Configuring for DKIM Signing
- 1 Zimbra Server with DKIM Signing
- 1.1 The zmdkimkeyutil utility
- 1.2 Updating DNS
- 1.3 2048-bit signatures starting ZCS 8.7.x
- 1.4 DKIM and outbound email
Zimbra Server with DKIM Signing
DomainKeys Identified Mail (DKIM) lets an organization take responsibility for a message that is in transit. The organization is a handler of the message, either as its originator or as an intermediary. Their reputation is the basis for evaluating whether to trust the message for further handling, such as delivery. Technically DKIM provides a method for validating a domain name identity that is associated with a message through cryptographic authentication
Starting with Zimbra 8.0, the ability to add DKIM signing to outgoing mail is available. Signing is done at the domain level, including alias domains. Setting up signing consists of two steps:
- Running zmdkimkeyutil to generate the DKIM keys and selector. The generated data is stored in the LDAP server as part of the domain LDAP entry.

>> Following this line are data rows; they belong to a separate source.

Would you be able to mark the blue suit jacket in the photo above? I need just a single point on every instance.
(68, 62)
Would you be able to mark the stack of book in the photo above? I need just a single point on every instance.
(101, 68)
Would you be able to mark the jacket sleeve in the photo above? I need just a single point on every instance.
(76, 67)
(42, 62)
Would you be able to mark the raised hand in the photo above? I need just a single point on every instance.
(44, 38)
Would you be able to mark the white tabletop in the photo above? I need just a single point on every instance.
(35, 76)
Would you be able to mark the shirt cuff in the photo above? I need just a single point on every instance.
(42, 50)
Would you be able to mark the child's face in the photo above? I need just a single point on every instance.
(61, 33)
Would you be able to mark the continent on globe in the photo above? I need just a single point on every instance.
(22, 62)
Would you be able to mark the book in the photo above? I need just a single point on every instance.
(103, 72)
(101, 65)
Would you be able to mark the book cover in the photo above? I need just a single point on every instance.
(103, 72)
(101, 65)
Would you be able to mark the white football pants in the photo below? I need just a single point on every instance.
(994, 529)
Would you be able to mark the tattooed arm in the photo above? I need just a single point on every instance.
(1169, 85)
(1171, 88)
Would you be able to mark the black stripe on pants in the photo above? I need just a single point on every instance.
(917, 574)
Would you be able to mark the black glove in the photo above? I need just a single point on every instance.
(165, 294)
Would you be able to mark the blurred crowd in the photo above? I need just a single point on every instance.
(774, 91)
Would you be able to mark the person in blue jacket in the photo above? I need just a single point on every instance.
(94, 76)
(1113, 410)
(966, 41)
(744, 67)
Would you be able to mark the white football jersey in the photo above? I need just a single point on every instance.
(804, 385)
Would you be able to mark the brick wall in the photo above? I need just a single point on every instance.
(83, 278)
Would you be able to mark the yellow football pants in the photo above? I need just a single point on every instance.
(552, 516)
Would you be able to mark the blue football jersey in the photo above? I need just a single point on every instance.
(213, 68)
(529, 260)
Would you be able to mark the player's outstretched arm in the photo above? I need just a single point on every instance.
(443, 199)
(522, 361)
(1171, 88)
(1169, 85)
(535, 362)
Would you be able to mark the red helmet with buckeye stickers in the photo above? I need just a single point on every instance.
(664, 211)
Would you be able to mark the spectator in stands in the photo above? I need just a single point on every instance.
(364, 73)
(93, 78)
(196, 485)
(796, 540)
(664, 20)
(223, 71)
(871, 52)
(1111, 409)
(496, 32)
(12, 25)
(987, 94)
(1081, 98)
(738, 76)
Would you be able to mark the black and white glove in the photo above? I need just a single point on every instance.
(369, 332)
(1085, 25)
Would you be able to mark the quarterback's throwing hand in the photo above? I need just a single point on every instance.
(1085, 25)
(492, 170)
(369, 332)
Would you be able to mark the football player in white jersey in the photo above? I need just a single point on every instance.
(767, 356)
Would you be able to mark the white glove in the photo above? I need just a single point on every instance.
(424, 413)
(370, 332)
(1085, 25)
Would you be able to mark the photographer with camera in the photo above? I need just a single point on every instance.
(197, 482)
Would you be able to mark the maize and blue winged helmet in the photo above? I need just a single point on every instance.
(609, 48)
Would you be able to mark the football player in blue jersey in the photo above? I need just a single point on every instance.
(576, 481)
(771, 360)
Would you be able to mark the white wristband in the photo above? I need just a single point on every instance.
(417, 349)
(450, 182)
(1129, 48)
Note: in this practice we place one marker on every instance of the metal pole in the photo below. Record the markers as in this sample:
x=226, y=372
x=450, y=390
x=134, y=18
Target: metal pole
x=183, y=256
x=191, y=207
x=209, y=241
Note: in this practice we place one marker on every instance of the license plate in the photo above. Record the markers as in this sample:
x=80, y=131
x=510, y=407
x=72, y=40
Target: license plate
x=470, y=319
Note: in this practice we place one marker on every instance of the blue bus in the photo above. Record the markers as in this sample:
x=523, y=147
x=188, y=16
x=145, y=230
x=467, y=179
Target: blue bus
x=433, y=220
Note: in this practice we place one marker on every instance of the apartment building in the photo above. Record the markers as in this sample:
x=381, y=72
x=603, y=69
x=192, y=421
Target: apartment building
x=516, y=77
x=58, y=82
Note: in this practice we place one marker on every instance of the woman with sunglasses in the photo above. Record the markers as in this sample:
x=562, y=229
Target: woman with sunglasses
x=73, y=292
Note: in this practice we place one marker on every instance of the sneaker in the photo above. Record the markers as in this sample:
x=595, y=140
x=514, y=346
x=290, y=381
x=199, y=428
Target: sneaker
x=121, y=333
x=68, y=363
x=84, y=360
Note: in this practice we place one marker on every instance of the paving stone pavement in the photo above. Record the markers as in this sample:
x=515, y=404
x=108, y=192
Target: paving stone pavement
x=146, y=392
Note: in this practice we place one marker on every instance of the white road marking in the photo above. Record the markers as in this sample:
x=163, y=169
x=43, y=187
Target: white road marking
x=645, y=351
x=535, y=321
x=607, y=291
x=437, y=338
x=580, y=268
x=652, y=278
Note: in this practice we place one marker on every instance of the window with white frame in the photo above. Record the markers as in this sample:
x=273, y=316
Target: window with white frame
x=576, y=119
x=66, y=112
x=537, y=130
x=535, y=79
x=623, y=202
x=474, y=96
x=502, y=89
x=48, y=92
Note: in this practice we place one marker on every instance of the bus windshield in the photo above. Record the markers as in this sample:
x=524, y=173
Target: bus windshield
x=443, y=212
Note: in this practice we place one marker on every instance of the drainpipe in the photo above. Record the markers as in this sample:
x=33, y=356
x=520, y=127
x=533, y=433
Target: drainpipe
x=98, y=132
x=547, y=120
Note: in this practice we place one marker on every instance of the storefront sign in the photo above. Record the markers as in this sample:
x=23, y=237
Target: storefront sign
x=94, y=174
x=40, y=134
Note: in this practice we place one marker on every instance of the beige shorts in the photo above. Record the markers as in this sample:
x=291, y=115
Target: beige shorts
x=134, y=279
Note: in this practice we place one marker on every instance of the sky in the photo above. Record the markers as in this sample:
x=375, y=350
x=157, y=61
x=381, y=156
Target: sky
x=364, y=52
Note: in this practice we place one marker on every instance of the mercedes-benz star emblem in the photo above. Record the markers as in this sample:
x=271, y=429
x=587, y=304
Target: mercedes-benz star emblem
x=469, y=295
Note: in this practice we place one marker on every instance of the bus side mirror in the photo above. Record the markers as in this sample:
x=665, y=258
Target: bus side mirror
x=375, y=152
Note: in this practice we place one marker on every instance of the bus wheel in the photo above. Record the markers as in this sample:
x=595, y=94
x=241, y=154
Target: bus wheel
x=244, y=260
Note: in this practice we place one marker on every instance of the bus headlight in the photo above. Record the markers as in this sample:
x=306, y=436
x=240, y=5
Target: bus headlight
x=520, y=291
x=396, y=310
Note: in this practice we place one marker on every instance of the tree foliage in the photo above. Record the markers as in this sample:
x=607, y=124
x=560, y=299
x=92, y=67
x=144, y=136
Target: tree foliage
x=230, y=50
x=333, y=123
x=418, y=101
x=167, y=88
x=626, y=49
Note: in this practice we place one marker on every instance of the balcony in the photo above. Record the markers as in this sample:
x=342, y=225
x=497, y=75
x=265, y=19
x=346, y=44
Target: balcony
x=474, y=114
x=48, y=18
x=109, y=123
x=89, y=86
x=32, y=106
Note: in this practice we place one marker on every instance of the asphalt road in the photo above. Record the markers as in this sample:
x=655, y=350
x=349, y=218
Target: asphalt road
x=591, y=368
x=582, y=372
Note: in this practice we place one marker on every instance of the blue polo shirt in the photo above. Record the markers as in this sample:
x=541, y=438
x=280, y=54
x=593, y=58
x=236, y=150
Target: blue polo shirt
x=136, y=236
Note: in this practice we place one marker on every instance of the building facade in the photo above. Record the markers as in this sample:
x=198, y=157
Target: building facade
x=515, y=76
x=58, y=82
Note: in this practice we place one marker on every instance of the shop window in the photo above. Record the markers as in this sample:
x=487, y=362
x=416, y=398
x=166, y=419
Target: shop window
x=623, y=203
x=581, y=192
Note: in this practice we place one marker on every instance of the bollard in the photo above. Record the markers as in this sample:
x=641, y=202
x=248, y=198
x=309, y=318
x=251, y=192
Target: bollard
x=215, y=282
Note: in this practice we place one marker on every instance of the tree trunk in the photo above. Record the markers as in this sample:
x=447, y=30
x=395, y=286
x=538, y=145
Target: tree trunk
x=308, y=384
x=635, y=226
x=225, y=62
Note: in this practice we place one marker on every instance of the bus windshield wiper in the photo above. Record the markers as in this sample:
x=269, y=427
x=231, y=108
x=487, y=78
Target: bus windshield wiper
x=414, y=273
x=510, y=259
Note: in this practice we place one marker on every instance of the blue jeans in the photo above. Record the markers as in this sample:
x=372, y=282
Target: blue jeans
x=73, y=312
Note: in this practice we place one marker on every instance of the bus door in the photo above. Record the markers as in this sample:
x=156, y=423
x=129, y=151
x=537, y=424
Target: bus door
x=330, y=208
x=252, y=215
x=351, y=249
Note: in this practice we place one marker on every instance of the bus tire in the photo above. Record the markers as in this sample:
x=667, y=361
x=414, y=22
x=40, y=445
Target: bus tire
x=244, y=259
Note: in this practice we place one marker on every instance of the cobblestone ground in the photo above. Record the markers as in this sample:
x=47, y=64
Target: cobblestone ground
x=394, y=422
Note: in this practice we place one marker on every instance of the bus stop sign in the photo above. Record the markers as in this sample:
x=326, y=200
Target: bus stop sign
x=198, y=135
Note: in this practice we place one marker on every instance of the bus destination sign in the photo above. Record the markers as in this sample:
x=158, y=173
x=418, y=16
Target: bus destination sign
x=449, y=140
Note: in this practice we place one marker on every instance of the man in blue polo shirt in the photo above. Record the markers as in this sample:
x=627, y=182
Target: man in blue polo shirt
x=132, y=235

- Updating the DNS server with the public DNS entry
The zmdkimkeyutility should be run on an MTA server.
The zmdkimkeyutil utility
The zmdkimkeyutil script allows you to do the following:
- Add DKIM data to a domain that does not currently have DKIM enabled
- Update DKIM data for a domain that already has DKIM enabled
- Query the DKIM data for a domain
- Remove the DKIM data for a domain
The domain "example.com" will be used throughout this wiki. Substitute it with your domain.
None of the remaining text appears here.